Auf jeden Fall sollte das Unternehmen die operationellen Kosten im Blick behalten, denn das hybride Integrationsszenario nutzt einerseits SAP PO für die On-Premise-Schnittstellen und andererseits SAP CPI für die Cloud-Schnittstellen. Der Vorteil ist, dass es je Systemkategorie ein Middleware-Produkt und eine klare Kapselung zwischen ihnen gibt.

 

Einer besonderen Betrachtung bedürfen die bereits entwickelten On-Premise-Schnittstellen bzw. die Frage, wie viele es davon im Unternehmen gibt. Falls es nur wenige Schnittstellen sind, lohnt sich im Hinblick auf die Betriebskosten ein hybrides System nicht.
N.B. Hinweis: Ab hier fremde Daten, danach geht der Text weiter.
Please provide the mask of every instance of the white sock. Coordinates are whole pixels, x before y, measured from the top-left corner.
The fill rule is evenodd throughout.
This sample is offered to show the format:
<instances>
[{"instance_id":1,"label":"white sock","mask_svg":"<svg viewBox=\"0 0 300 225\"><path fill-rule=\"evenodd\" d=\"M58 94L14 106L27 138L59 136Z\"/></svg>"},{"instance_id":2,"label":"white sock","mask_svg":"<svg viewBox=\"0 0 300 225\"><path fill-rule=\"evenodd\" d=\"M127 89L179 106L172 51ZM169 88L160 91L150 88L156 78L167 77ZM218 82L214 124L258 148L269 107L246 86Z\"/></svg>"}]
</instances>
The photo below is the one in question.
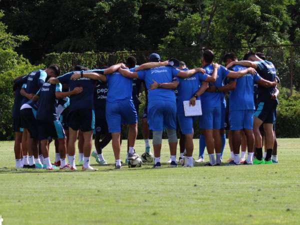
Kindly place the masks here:
<instances>
[{"instance_id":1,"label":"white sock","mask_svg":"<svg viewBox=\"0 0 300 225\"><path fill-rule=\"evenodd\" d=\"M210 156L210 163L212 165L214 165L216 164L216 160L214 160L214 154L208 154Z\"/></svg>"},{"instance_id":2,"label":"white sock","mask_svg":"<svg viewBox=\"0 0 300 225\"><path fill-rule=\"evenodd\" d=\"M46 158L44 158L44 162L45 163L46 166L48 168L52 167L52 164L51 164L51 162L50 162L50 158L49 157L47 157Z\"/></svg>"},{"instance_id":3,"label":"white sock","mask_svg":"<svg viewBox=\"0 0 300 225\"><path fill-rule=\"evenodd\" d=\"M103 157L103 154L102 153L101 154L98 154L98 156L99 156L99 160L100 160L100 161L102 161L105 160L104 159L104 157Z\"/></svg>"},{"instance_id":4,"label":"white sock","mask_svg":"<svg viewBox=\"0 0 300 225\"><path fill-rule=\"evenodd\" d=\"M28 162L29 166L32 166L34 164L34 158L33 156L28 156Z\"/></svg>"},{"instance_id":5,"label":"white sock","mask_svg":"<svg viewBox=\"0 0 300 225\"><path fill-rule=\"evenodd\" d=\"M121 160L116 160L116 166L121 166Z\"/></svg>"},{"instance_id":6,"label":"white sock","mask_svg":"<svg viewBox=\"0 0 300 225\"><path fill-rule=\"evenodd\" d=\"M252 164L252 158L253 157L253 155L254 152L248 152L248 156L247 156L246 162L248 164Z\"/></svg>"},{"instance_id":7,"label":"white sock","mask_svg":"<svg viewBox=\"0 0 300 225\"><path fill-rule=\"evenodd\" d=\"M84 160L84 154L83 153L80 153L79 154L79 162L82 161L82 160Z\"/></svg>"},{"instance_id":8,"label":"white sock","mask_svg":"<svg viewBox=\"0 0 300 225\"><path fill-rule=\"evenodd\" d=\"M66 165L66 158L60 158L60 168L62 168Z\"/></svg>"},{"instance_id":9,"label":"white sock","mask_svg":"<svg viewBox=\"0 0 300 225\"><path fill-rule=\"evenodd\" d=\"M240 164L240 154L234 154L234 163Z\"/></svg>"},{"instance_id":10,"label":"white sock","mask_svg":"<svg viewBox=\"0 0 300 225\"><path fill-rule=\"evenodd\" d=\"M38 156L40 157L42 164L44 164L44 156L42 156L42 154L40 154Z\"/></svg>"},{"instance_id":11,"label":"white sock","mask_svg":"<svg viewBox=\"0 0 300 225\"><path fill-rule=\"evenodd\" d=\"M73 168L76 168L76 166L75 166L75 155L72 156L68 156L68 158L69 160L69 164L70 164L70 166L72 167Z\"/></svg>"},{"instance_id":12,"label":"white sock","mask_svg":"<svg viewBox=\"0 0 300 225\"><path fill-rule=\"evenodd\" d=\"M171 156L171 161L176 162L176 156Z\"/></svg>"},{"instance_id":13,"label":"white sock","mask_svg":"<svg viewBox=\"0 0 300 225\"><path fill-rule=\"evenodd\" d=\"M55 162L58 162L60 160L60 154L59 153L56 153L55 154Z\"/></svg>"},{"instance_id":14,"label":"white sock","mask_svg":"<svg viewBox=\"0 0 300 225\"><path fill-rule=\"evenodd\" d=\"M90 157L84 157L84 167L88 168L90 166Z\"/></svg>"},{"instance_id":15,"label":"white sock","mask_svg":"<svg viewBox=\"0 0 300 225\"><path fill-rule=\"evenodd\" d=\"M154 164L155 164L158 162L160 162L160 157L154 158Z\"/></svg>"},{"instance_id":16,"label":"white sock","mask_svg":"<svg viewBox=\"0 0 300 225\"><path fill-rule=\"evenodd\" d=\"M130 154L133 154L134 153L134 147L129 147L128 153L130 153Z\"/></svg>"},{"instance_id":17,"label":"white sock","mask_svg":"<svg viewBox=\"0 0 300 225\"><path fill-rule=\"evenodd\" d=\"M42 164L40 158L34 158L34 164Z\"/></svg>"},{"instance_id":18,"label":"white sock","mask_svg":"<svg viewBox=\"0 0 300 225\"><path fill-rule=\"evenodd\" d=\"M277 156L272 154L272 160L275 162L278 162L278 158L277 158Z\"/></svg>"},{"instance_id":19,"label":"white sock","mask_svg":"<svg viewBox=\"0 0 300 225\"><path fill-rule=\"evenodd\" d=\"M246 151L242 151L242 154L240 154L240 158L245 158L245 154L246 153Z\"/></svg>"},{"instance_id":20,"label":"white sock","mask_svg":"<svg viewBox=\"0 0 300 225\"><path fill-rule=\"evenodd\" d=\"M28 162L28 156L23 156L23 164L28 165L29 162Z\"/></svg>"}]
</instances>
Falls aber schon mehrere On-Premise-Schnittstellen vorhanden sind und noch mehrere Cloud-Schnittstellen hinzukommen, spricht nichts gegen ein hybrides Integrationsszenario.

 

Beispiel 2

Im Unternehmen wird perspektivisch weniger als ein Drittel aller IT-Systeme in einer cloudbasierten Systemlandschaft laufen. Unter diesen Umständen lohnt weder der Aufwand einer hybriden Systemlandschaft noch die Migration in die Cloud. Die Kosten sind im Verhältnis zum Endergebnis zu hoch, sodass das Unternehmen von einer solchen Architektur nicht profitiert. Das Unternehmen sollte allerdings darauf achten, mit der aktuellsten Version von SAP PO zu arbeiten, da fast jedes Unternehmen in Zukunft auf cloudbasierte Systemlandschaften upgraden muss/sollte.

 

Beispiel 3

Alle Systeme des Unternehmens werden in Zukunft in einer cloudbasierten Systemlandschaft laufen. Diesen Transformationsansatz verfolgen häufig kleinere Gesellschaften, die bisher keine umfangreiche Systemlandschaft nutzen. Deswegen können sie diese Art der Migration flexibler, dynamischer und unabhängiger gestalten.

 

In unserem Beispiel geht es um die Ablösung von SAP PO durch SAP CPI. Da man aufgrund des Aufwands und der Ressourcen nicht alle produktiven Schnittstellen gleichzeitig in die SAP Cloud migrieren kann, wird es für einige Zeit ein hybrides Integrationsszenario geben. Es wird empfohlen, ein sogenanntes Phasenmodell für die Migration zu nutzen, um die On-Premise-Schnittstellen Schritt für Schritt durch Cloud-Schnittstellen zu ersetzen.

 

Schließlich wird die On-Premise-Lösung SAP PO vollständig abgelöst. Die Betriebskosten werden sich dadurch drastisch verringern. Es kommt kurzzeitig zwar zu einem höheren finanziellen Aufwand – wenn beide Produkte koexistieren –, allerdings wird sich dieser nach dem Abschluss der Cloud-Transformation schnell amortisieren.

 

Fazit: Genaue Analyse muss sein

Die Migration von On-Premise-Schnittstellen in die Cloud erweist sich als komplexes Thema, bei dem zahlreiche Abhängigkeiten beachtet werden müssen. Es gibt keinen Königsweg für die Migration. Vielmehr kommt es bei der Frage, wann wie migriert werden soll und welche Produkte und Services oder welche Systemarchitektur dafür infrage kommen, sehr stark auf die individuelle Ausgangslage des Unternehmens an.

 

Auch wenn cloudbasierte Schnittstellen viele Vorteile mit sich bringen, lohnt es sich, den besten Migrationsprozess und die Arbeitslast, die er mit sich bringt, gewissenhaft zu ermitteln. Ebenso müssen Themen wie Datenschutz, Sicherheit, Servicequalität, Einsparpotenzial und Integrationskomplexität in die Abwägung einfließen, damit es bei der Umstellung auf Cloud-Schnittstellen nicht zu Verzögerungen kommt, unter denen dann die Performance des Unternehmens leidet. Die IT-Strategie muss an die Migration angepasst werden.